Глишич бросился к нему, Богдан отскочил в сторону и поднял связанные руки не для того, чтобы защищаться, но чтоб ответить ударом на удар, однако Глишич рывком распахнул дверь и заорал:
— Часовой! Отвести его в камеру!
Спускаясь из канцелярии, Богдан Драгович на лестнице столкнулся с луной. С опухшей, багровой тыквой, катившейся по крышам казармы. Покрытое потом его лицо пылало; плеть как будто все еще свистела над головой. Он неуверенно шагал вслед за своими связанными руками, ступая по лунному свету, тяжелому, как мокрый песок. Словно ступал по мостовой…

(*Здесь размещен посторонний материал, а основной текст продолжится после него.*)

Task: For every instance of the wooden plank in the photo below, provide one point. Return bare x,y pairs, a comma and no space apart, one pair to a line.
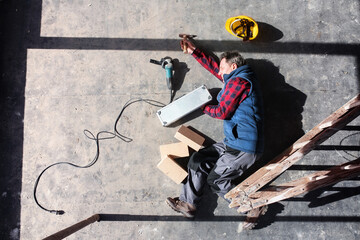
308,142
308,183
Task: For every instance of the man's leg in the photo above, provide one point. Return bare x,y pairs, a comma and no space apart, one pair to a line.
230,166
200,164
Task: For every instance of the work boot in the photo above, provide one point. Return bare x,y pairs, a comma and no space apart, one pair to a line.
187,209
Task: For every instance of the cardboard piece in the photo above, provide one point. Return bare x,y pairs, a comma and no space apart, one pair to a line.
174,150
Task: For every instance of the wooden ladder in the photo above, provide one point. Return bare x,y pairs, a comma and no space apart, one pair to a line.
246,196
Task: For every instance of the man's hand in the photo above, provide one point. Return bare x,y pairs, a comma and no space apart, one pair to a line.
187,46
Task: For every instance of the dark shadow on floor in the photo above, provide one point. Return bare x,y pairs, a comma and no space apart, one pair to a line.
283,106
20,24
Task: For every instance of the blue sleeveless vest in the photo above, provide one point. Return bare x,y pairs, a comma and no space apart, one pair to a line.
244,131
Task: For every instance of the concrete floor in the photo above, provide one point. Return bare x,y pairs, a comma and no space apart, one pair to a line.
71,65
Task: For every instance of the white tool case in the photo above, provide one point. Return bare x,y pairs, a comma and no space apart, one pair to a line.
184,105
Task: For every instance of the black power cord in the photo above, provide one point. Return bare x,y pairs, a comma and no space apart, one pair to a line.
97,139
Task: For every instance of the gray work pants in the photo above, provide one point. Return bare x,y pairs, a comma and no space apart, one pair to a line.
216,166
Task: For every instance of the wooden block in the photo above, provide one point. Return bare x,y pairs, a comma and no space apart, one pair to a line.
172,169
189,137
174,150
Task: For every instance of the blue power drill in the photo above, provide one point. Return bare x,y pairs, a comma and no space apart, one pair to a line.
167,64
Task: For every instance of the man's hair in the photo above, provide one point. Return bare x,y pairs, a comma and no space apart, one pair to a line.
233,57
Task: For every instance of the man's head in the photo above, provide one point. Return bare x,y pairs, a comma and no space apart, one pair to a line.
229,62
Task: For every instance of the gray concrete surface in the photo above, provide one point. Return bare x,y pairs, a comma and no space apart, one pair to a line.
79,62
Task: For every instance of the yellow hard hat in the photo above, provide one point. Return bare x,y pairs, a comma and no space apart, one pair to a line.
242,27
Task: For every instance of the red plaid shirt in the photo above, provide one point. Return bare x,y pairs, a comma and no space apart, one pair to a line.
236,89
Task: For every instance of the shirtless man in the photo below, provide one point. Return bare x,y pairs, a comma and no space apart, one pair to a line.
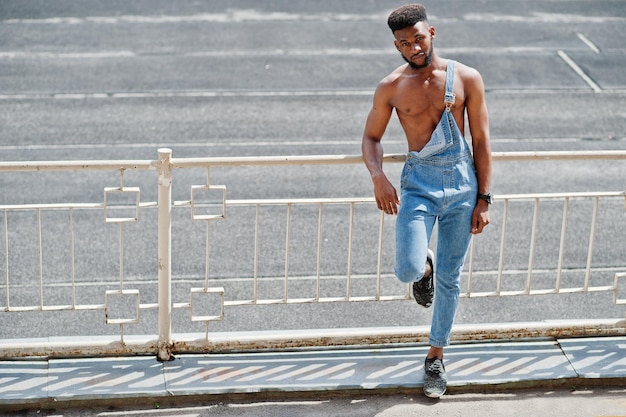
441,181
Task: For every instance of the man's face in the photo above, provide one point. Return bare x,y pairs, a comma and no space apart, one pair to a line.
415,44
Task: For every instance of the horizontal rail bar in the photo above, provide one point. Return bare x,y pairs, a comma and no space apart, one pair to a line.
354,159
29,166
94,165
67,206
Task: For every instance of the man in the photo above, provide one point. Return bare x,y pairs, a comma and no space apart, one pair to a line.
441,180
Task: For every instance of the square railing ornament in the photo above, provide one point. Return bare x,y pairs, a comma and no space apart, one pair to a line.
208,202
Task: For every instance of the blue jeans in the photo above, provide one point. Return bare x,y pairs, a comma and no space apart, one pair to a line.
438,184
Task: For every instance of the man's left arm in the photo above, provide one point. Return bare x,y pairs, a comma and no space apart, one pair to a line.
478,118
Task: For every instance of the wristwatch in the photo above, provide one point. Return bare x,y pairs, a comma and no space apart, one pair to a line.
486,197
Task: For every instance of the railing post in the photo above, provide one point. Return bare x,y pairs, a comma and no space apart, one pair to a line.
164,170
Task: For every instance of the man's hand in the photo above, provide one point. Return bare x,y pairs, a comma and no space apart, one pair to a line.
386,195
480,218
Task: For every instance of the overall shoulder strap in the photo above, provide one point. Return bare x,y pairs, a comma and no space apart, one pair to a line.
449,97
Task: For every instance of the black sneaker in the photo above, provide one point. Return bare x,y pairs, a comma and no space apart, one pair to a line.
435,378
424,289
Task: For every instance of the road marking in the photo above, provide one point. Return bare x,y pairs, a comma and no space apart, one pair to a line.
595,87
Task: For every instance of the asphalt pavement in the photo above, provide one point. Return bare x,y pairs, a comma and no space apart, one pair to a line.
118,80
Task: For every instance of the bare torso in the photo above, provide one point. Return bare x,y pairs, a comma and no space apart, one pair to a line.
418,99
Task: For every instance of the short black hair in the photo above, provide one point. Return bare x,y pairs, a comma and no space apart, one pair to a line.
406,16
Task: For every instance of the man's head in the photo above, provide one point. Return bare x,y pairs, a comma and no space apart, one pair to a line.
406,16
413,35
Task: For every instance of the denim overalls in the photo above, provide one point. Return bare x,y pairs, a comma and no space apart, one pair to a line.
438,183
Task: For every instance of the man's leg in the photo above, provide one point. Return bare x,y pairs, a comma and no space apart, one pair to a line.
413,231
453,241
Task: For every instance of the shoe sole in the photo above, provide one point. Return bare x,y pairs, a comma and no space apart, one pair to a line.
431,255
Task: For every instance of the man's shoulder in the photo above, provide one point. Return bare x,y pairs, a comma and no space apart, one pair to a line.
394,75
465,71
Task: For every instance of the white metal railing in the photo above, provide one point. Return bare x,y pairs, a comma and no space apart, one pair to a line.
216,291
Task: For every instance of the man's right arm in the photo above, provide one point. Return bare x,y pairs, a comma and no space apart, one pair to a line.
377,120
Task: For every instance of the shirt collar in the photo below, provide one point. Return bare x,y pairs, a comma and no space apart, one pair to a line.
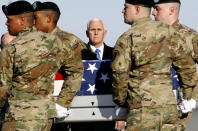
101,48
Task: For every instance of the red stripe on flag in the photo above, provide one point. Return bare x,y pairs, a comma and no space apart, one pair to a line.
59,76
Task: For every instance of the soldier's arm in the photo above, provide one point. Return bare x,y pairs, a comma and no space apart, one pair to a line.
195,58
195,47
185,67
6,72
73,70
121,66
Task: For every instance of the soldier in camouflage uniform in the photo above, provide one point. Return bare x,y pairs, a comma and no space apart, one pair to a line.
167,11
141,65
46,17
50,13
27,72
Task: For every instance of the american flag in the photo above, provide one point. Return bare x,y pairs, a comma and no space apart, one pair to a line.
96,78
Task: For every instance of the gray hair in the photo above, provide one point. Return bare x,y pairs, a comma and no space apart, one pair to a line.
92,20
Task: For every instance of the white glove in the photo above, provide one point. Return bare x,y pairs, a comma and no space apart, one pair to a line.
120,111
62,112
188,106
192,103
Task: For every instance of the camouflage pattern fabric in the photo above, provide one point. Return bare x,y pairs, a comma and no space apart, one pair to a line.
66,95
154,118
190,37
143,56
27,72
29,125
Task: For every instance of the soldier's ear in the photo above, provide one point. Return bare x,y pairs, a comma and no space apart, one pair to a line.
172,10
137,9
49,18
22,20
87,33
105,32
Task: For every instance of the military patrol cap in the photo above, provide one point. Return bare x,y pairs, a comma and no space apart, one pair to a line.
145,3
17,8
166,1
39,6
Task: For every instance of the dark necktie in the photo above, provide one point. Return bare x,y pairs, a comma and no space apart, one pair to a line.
98,54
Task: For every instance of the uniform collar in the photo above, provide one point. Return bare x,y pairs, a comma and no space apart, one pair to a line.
141,20
55,30
176,22
28,29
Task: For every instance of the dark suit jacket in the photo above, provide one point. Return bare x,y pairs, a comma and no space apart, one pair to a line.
88,54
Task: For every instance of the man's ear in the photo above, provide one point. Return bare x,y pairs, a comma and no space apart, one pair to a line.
171,10
105,33
137,9
87,33
49,18
22,20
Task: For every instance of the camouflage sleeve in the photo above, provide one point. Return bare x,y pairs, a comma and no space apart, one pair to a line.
195,58
73,71
185,67
121,65
6,72
195,47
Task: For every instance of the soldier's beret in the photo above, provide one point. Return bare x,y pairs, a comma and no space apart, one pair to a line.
166,1
17,8
145,3
39,6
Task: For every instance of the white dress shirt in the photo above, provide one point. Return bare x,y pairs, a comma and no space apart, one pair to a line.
101,48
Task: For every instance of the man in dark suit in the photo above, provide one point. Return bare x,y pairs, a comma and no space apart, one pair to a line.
96,50
96,33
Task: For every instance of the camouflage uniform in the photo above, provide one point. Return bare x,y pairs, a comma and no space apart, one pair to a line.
191,45
190,37
27,72
142,78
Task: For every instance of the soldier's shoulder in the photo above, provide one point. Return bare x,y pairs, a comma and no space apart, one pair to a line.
185,29
66,35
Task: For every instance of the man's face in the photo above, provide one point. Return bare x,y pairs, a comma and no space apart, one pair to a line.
40,21
14,24
161,13
96,33
129,13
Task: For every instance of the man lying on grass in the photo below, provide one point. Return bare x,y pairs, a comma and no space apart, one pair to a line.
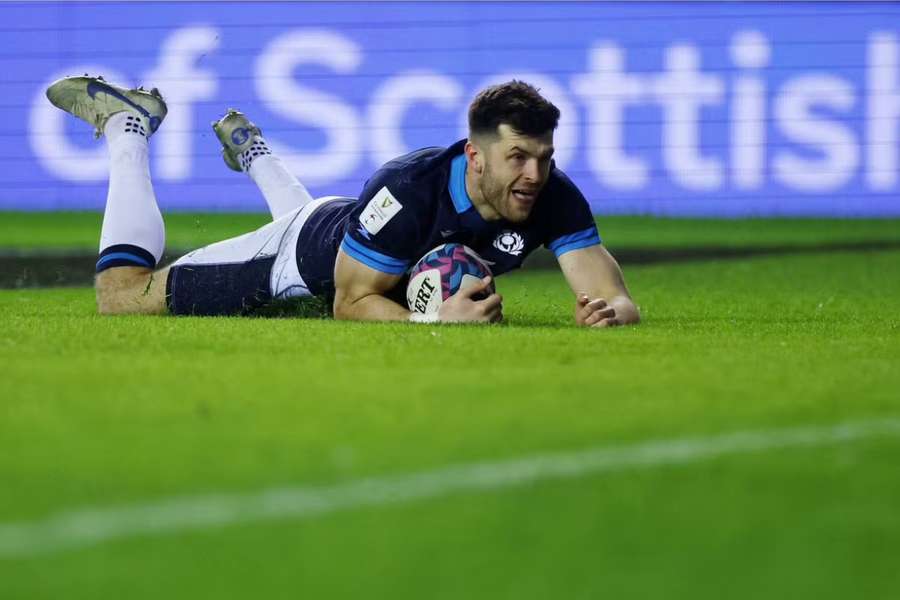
497,192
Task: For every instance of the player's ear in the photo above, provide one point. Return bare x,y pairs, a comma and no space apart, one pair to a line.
474,157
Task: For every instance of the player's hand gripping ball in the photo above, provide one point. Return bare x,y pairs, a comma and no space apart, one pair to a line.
443,272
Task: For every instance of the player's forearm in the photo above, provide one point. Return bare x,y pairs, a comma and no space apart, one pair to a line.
372,307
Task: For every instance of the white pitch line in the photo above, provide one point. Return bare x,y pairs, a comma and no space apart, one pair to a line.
90,526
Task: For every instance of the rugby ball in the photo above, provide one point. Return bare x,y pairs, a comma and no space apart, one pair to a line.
441,273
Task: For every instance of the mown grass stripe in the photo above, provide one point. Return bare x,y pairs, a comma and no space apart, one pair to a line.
89,526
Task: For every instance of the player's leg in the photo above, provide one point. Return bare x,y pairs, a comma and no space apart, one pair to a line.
133,234
245,150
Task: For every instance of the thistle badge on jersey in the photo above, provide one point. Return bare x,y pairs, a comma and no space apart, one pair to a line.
510,242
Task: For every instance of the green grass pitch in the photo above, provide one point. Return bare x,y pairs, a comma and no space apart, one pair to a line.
111,412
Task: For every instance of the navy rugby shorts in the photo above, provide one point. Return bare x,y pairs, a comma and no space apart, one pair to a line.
242,274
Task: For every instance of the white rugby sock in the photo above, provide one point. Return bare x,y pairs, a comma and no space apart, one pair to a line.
133,231
281,189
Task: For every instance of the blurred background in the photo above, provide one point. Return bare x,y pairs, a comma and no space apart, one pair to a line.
669,109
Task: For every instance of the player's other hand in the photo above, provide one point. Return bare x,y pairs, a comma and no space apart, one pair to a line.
594,313
462,307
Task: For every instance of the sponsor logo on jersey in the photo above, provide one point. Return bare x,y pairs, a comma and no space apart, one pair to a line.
510,242
381,208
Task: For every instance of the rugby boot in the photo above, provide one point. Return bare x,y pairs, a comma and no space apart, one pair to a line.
94,100
237,135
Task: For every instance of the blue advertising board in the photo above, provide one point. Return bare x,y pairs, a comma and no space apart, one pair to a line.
731,109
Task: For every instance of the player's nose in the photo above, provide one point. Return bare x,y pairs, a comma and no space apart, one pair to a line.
532,172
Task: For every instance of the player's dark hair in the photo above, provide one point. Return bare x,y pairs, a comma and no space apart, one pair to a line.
514,103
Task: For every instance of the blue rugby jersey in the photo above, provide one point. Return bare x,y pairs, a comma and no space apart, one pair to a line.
419,201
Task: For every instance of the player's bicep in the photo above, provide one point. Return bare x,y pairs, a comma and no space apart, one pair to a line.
593,271
354,280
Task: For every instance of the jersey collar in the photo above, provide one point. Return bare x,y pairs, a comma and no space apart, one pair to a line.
457,185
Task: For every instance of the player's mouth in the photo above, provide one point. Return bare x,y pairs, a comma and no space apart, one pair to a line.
525,197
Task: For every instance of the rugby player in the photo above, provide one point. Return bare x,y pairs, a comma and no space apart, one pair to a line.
497,192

…по валевской мостовой. Он — в наручниках, которые ему надели в классе, перед кафедрой, в присутствии директора гимназии и классного надзирателя за то, что «по наущению из Белграда он возмутил портняжных и сапожных подмастерьев и приказчиков к стачке и пению социалистических песен перед градоначальством». Жандармы пихали его под ребра, поторапливая, а он нарочно шагал медленно, чтоб его видел весь город, все хозяева и господа, все подмастерья и рабочие, он жалел, что в классе несколько растерялся и не сумел выкрикнуть какую-нибудь угрозу; выходя, он только улыбнулся друзьям, но это не могло убедить их в том, что он не боится. Поэтому теперь он шел медленно и улыбался. Ему хотелось запеть, как пел Павел Власов в романе «Мать», и пусть об этом узнает Димитрие Туцович, пусть об этом напишут «Радничке новине»[58], однако из лавок и мастерских высыпали хозяева и мастера, они замахивались на него деревянными метрами, ножницами, сапожными ножами, кричали, требуя «навсегда изгнать из Валева это восковое ничтожество», и ему приходилось отвечать им: «Кровопийцы! Обдиралы! Эксплуататоры!». Он ничего не боялся. Пусть запомнят и потом рассказывают, как он связанным прошел по Валеву. Когда видишь неприкрытую ненависть, все дозволено. Он медленно шел по мостовой и успевал каждого хозяйчика и собственника назвать так, как тот того заслуживал…
Когда он остался один в камере, его охватила лихорадка. От холода и мрака, от плети Глишича. От воспоминаний. Он вытянулся на нарах, зажмурился.
…Перед тюрьмой ему надели ножные кандалы, повалили на спину возле толстого бревна, вбитого в землю, привязали к нему за шею, сняли наручники, привязали к колышкам разведенные в стороны руки и ноги, потом полицейский писарь вывел стачечников из камеры и, грозя палкой, велел им по очереди топтать его: «Пусть поучится вождь и на своих косточках испытает, что такое рабочий класс!» Подмастерья и приказчики выли от боли, он не сводил с них глаз и по тому, как они держались, узнавал членов местного социалистического комитета, ободрял их, угрожал палачам, а про себя загадывал: если они начнут его топтать, значит, не дожить ему до революции в Сербии. А тот, кто наступит на него, станет хозяйчиком. Осыпаемые ударами, стачечники приближались к нему, встречали его взгляд и — «Держись, товарищ!» — сгибались, падали или исхитрялись пробежать мимо, а он кричал им вслед: «Дай тебе бог!», «Ты настоящий пролетарий!» Из пятнадцати человек только двое наступили на него, первым тот, кто шел по очереди седьмым, он встал ему на бедра, на грудь, потом спрыгнул и был свален ударом палки; другой стоял предпоследним, под его копытами Богдан потерял сознание…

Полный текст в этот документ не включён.